Global Medical Brigades Bring Basic Health Care Abroad


By: Isabel Atkinson
Staff Writer

Photo by Isabel Atkinson

University of California Santa Barbara students involved in the Global Medical Brigades strive to make a difference beyond Isla Vista, our bubble of paradise with year-round sunshine and beach access. Last June, GMB medical professionals, nurses and UCSB students set up shop in Honduras to deliver much-needed health care to a local community. This summer, the organization has planned a trip to Ghana in order to administer the same kind of vital medical attention. With big hearts and open minds, the students who travel abroad with GMB gain unparalleled experience regarding the importance of global health.

In Honduras the natives received the GMB with enthusiasm, knowing the crucial impact the organization’s services have on the well-being of their people, and the professionals who go abroad with GMB are as equally excited. For some of the doctors these trips are their first time practicing in a foreign country, exposing them to a very different perspective on medical treatment. Members of GMB learn to adapt their medical practices by evaluating the lifestyles and work habits of the people in order to most effectively treat them.

“A real, inquisitive nature is the most important thing to bring with you,” said Vice President of Fundraising for UCSB’s GMB and fourth-year micro-biology major Steve Tilem.
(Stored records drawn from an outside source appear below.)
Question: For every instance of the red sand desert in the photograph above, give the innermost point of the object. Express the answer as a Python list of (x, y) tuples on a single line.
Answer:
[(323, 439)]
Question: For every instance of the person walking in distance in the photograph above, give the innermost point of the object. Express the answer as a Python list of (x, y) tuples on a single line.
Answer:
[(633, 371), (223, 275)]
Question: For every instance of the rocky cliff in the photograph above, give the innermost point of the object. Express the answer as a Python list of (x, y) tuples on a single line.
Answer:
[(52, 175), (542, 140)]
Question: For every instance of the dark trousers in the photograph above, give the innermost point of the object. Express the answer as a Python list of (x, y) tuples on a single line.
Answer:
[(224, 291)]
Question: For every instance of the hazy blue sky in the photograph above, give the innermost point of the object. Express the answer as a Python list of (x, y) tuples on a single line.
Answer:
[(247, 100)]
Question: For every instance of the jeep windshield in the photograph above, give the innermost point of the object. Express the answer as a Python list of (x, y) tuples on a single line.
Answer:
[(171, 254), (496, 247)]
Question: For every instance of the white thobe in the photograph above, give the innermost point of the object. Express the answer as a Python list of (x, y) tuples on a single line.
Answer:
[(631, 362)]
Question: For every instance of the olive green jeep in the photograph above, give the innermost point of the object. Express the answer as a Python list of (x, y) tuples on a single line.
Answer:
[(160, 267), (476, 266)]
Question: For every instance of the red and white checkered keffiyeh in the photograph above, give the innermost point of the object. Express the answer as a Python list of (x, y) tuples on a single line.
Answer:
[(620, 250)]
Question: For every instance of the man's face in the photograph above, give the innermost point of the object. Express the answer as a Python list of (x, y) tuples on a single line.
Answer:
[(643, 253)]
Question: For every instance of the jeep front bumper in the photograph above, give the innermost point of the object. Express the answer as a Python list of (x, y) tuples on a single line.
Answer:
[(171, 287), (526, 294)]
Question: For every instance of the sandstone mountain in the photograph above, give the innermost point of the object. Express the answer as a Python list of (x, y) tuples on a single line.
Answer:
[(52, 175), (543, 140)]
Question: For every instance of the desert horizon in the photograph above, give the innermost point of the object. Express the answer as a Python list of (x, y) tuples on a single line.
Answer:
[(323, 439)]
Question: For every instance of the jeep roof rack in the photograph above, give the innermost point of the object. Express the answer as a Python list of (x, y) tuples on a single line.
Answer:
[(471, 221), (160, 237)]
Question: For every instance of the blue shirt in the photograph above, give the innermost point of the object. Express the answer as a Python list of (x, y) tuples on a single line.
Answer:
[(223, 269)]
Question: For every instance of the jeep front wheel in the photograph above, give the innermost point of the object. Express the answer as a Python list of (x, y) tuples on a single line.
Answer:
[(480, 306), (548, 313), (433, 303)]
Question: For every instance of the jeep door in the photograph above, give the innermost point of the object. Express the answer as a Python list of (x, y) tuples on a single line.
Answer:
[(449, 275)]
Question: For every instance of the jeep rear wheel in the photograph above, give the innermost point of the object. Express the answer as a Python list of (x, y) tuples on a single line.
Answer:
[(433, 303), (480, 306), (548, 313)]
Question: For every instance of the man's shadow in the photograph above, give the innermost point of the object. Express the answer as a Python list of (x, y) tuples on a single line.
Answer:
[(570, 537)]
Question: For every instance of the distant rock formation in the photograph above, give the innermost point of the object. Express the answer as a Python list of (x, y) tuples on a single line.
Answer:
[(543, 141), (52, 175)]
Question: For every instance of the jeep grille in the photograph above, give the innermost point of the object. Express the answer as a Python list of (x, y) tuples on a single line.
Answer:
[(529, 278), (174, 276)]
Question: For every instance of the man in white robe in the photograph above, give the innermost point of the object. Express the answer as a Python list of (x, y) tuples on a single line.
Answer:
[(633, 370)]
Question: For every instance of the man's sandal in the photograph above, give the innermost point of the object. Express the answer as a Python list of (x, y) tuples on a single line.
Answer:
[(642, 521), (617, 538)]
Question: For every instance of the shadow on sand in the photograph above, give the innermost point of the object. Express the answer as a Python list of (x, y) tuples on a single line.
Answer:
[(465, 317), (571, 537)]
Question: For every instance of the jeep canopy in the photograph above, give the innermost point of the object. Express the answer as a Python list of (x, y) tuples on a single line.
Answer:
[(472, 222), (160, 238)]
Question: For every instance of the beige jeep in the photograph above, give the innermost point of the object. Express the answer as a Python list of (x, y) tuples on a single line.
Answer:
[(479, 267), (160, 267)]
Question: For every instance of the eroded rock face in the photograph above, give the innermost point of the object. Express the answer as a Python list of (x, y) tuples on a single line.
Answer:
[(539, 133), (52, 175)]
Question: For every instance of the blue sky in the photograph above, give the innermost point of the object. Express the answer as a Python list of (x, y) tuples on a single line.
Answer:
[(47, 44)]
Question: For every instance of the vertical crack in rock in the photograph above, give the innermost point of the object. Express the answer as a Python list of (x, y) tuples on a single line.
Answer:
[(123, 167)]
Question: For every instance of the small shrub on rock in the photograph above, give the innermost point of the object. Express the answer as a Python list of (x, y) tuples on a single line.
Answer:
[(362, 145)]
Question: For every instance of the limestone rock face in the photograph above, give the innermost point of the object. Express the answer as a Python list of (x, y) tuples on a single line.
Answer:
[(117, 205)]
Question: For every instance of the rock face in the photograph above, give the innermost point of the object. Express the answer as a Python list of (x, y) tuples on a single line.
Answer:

Surprisingly, the unavoidable language barrier proves to hinder the process very little. In addition to the help of translators, both workers and patients learn to communicate through gestures and facial expressions. These interactions and the development of personal relationships add to the rich cultural experience of working with this organization.

President of UCSB’s GMB, fourth-year biological science major, Jaime Miller, found the deepening of her world understanding to be key for her future in the medical field as well as for the future of global health.

“[The experience] opened our eyes to what else is out there, and how much we have,” said Miller of the health care privileges in the United States.

The GMB uses these bountiful resources from the U.S. to effectively carry out their services. Over the course of four clinical days the doctors situated in Honduras treated 1,774 deserving patients. With the collaboration of the many branches of GMB the organization is able to reach a great deal more than that. The GMB also hopes to increase their impact through donations and fundraising because the greater availability of resources allows them to help a larger pool of people.

“Every donation purchases medication,” said Tilem, “We’re strict about that.”

The greater number of volunteers involved also expands GMB’s capabilities and the group encourages students to get involved and educate themselves about global issues like healthcare. Members all emphasize the rewards of the abroad experience.

“[Our] mission is to provide the access of health care to people that wouldn’t have it otherwise,” said GMB fundraising chair and second-year biology major Aditi Trivedi.

The Global Medical Brigades is a non-profit student-run organization that uses the talents of medical professionals and the dedication of volunteers in order to provide the health care around the world that everyone deserves, but does not necessarily receive. This key concept is the cornerstone of all the GMB’s ambitions. With only good intentions, the members of the Global Medical Brigades work towards achieving a healthier human race worldwide.